The Karur Lok Sabha constituency is all set to witness a four-cornered fight involving the AIADMK, the DMK, the DMDK and the Congress. The AIADMK’s incumbent M. Thambidurai, who was the first to launch the campaign in the first week of March, was initially going round the town crying foul of the DMK’s first family and their “exploits”. He also spoke about the maladministration of the Congress party and rile its leaders for the numerous scams that rocked the past decade.
While his listeners wanted him to speak of problems such as drinking water scarcity, economic slowdown affecting their jobs and livelihood, drought, pollution and the like, Mr. Thambidurai thought that his broadside against Congress and DMK would fetch him winning votes.
After some instances of opposition in villages, he is now talking about formulating schemes to benefit the locals.

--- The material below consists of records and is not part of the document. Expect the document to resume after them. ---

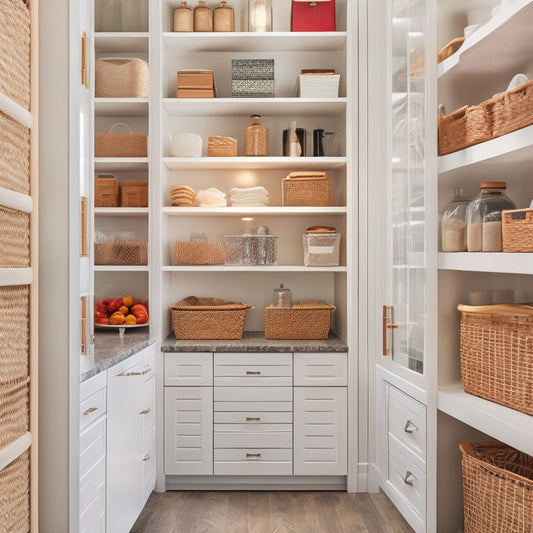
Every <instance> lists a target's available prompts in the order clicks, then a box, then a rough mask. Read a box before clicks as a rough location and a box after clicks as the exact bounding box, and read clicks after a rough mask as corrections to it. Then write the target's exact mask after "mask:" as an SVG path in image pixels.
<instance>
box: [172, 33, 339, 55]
mask: <svg viewBox="0 0 533 533" xmlns="http://www.w3.org/2000/svg"><path fill="white" fill-rule="evenodd" d="M346 39H347V33H346V32H342V31H339V32H266V33H256V32H235V33H220V32H219V33H203V32H196V33H172V32H168V33H163V41H164V43H165V45H166V46H167V50H168V51H170V50H172V51H179V52H180V53H184V52H242V51H243V50H246V51H249V52H271V51H280V52H284V51H287V52H305V51H335V50H342V49H343V48H344V46H345V44H346Z"/></svg>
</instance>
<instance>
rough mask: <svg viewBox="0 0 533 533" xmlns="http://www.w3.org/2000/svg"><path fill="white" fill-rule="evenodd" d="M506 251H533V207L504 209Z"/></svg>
mask: <svg viewBox="0 0 533 533" xmlns="http://www.w3.org/2000/svg"><path fill="white" fill-rule="evenodd" d="M502 241H503V251H504V252H533V209H531V208H529V209H516V210H510V211H502Z"/></svg>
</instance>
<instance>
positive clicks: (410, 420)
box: [403, 420, 418, 433]
mask: <svg viewBox="0 0 533 533" xmlns="http://www.w3.org/2000/svg"><path fill="white" fill-rule="evenodd" d="M403 430H404V431H405V432H406V433H414V432H415V431H418V426H417V425H416V424H413V423H412V422H411V420H408V421H407V422H406V423H405V427H404V428H403Z"/></svg>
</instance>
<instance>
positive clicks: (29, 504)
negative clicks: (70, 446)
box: [0, 2, 30, 533]
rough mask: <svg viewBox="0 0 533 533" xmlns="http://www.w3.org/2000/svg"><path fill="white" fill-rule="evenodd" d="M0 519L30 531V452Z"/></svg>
mask: <svg viewBox="0 0 533 533" xmlns="http://www.w3.org/2000/svg"><path fill="white" fill-rule="evenodd" d="M21 3H22V2H21ZM0 517H2V520H1V522H0V527H1V531H2V532H5V533H8V532H9V533H12V532H15V531H16V532H17V533H18V532H26V531H30V452H29V450H26V451H25V452H24V453H23V454H22V455H20V456H19V457H18V458H17V459H15V460H14V461H13V462H11V463H9V464H8V465H7V466H6V467H5V468H4V469H2V470H1V471H0Z"/></svg>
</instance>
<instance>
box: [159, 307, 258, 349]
mask: <svg viewBox="0 0 533 533" xmlns="http://www.w3.org/2000/svg"><path fill="white" fill-rule="evenodd" d="M193 299H194V300H198V302H197V303H196V304H194V303H193V302H194V300H193ZM206 300H213V299H211V298H210V299H202V298H194V297H189V298H187V299H185V300H182V301H181V302H179V303H177V304H176V305H171V306H170V310H171V312H172V329H173V331H174V335H175V336H176V339H186V340H195V339H208V340H219V339H220V340H226V339H227V340H231V339H242V335H243V333H244V321H245V319H246V311H247V310H248V309H251V308H252V306H251V305H247V304H242V303H225V302H223V301H222V300H218V302H220V303H214V304H211V305H205V304H204V302H205V301H206ZM215 301H216V299H215ZM191 303H192V305H191ZM202 304H204V305H202Z"/></svg>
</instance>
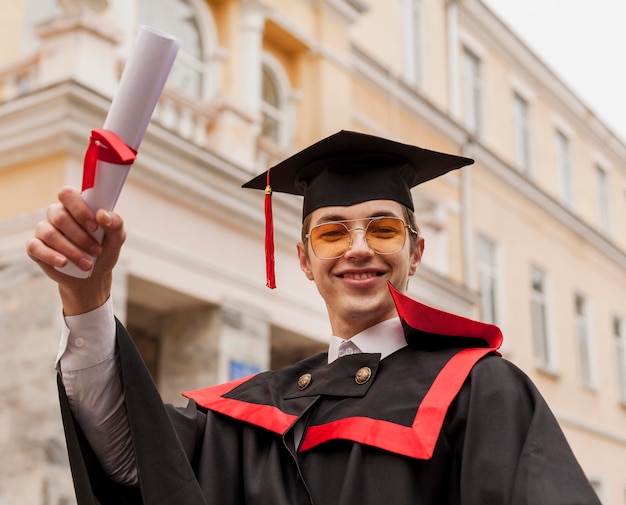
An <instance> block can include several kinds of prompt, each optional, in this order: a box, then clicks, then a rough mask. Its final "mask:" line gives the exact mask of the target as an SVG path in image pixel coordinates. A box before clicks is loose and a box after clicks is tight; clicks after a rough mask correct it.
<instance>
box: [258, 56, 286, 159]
mask: <svg viewBox="0 0 626 505" xmlns="http://www.w3.org/2000/svg"><path fill="white" fill-rule="evenodd" d="M261 71H262V81H261V135H262V136H263V137H264V138H266V139H267V140H270V141H271V142H273V143H274V144H275V145H276V147H279V148H281V149H288V148H289V147H291V143H292V139H293V123H294V118H293V111H294V106H293V103H294V96H293V92H292V90H291V87H290V83H289V78H288V77H287V73H286V72H285V70H284V69H283V67H282V66H281V65H280V63H279V62H278V60H277V59H276V58H274V57H272V56H271V55H269V54H267V53H265V54H264V55H263V66H262V70H261Z"/></svg>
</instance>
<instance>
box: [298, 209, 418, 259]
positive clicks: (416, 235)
mask: <svg viewBox="0 0 626 505" xmlns="http://www.w3.org/2000/svg"><path fill="white" fill-rule="evenodd" d="M311 214H312V213H309V214H307V216H306V217H305V218H304V221H302V231H301V232H300V238H301V240H302V243H303V244H306V234H307V233H309V230H310V228H311ZM402 217H403V218H404V222H405V223H406V224H408V225H409V226H410V227H411V228H412V229H413V230H415V231H416V232H417V233H412V232H409V236H408V238H409V251H410V252H411V254H413V253H414V252H415V248H416V247H417V240H418V239H419V237H420V229H419V228H418V227H417V221H416V219H415V213H414V212H413V211H412V210H411V209H409V208H408V207H407V206H406V205H402ZM304 254H305V255H306V256H307V258H308V254H309V250H308V249H307V248H306V247H305V248H304Z"/></svg>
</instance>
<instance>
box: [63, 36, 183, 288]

The DMK has fielded M. Chinnasamy, a former Minister in the Jayalalithaa government. While his candidature enthused many in the AIADMK, it has not amused some in the DMK.
In fact, it is doubtful if Mr. Thambidurai and Mr. Chinnasamy could derive the full backing of their party cadres given the undercurrent of intra-party feuds in the camps.
But the suave Mr. Chinnasamy is exhorting the DMK and its allies to stand united and bid for victory. Claiming that he is a “son of the soil”, the DMK candidate is harping on the AIADMK regime’s “failure” to continue DMK government’s “public-oriented initiatives” as the present day rulers are “unable to digest the popularity of those schemes”.
One prominent and pertinent promise Mr. Chinnasamy makes is that if elected he would be “accessible” and deliver on the promises, the major charge against the sitting MP.
DMDK’s N.S. Krishnan is also an old AIADMK hand and he is faulting both the DMK and the AIADMK for their “misdeeds and corruption”.
His main poll plank is securing people’s support for a “corruption-free Central government”.
For that, he stresses that it could only be BJP’s Narendra Modi as Prime Minister and that is what his leader Vijaykant was interested to steer India out of the current mess it is finding itself in.
The Congress finally came up with the name of S. Jothimani, who had contested unsuccessfully in the Karur Assembly seat losing badly to V. Senthil Balaji who went on to become Transport Minister in 2011.
Though just 38, Ms. Jothimani has occupied many organisational positions in the party and is at present the all India secretary of the Mahila Congress. She has been State vice-president, All India Youth Congress general secretary and Coordinator for some States. It must be a pretty tough job for her to sell Congress, bedevilled by a plethora of problems. But Ms.Jothimani might give a new dimension to the campaign like when she brought party vice-president Rahul Gandhi to Karur in 2011. It would be a gargantuan task for her to match the resources and rhetoric of her competitors.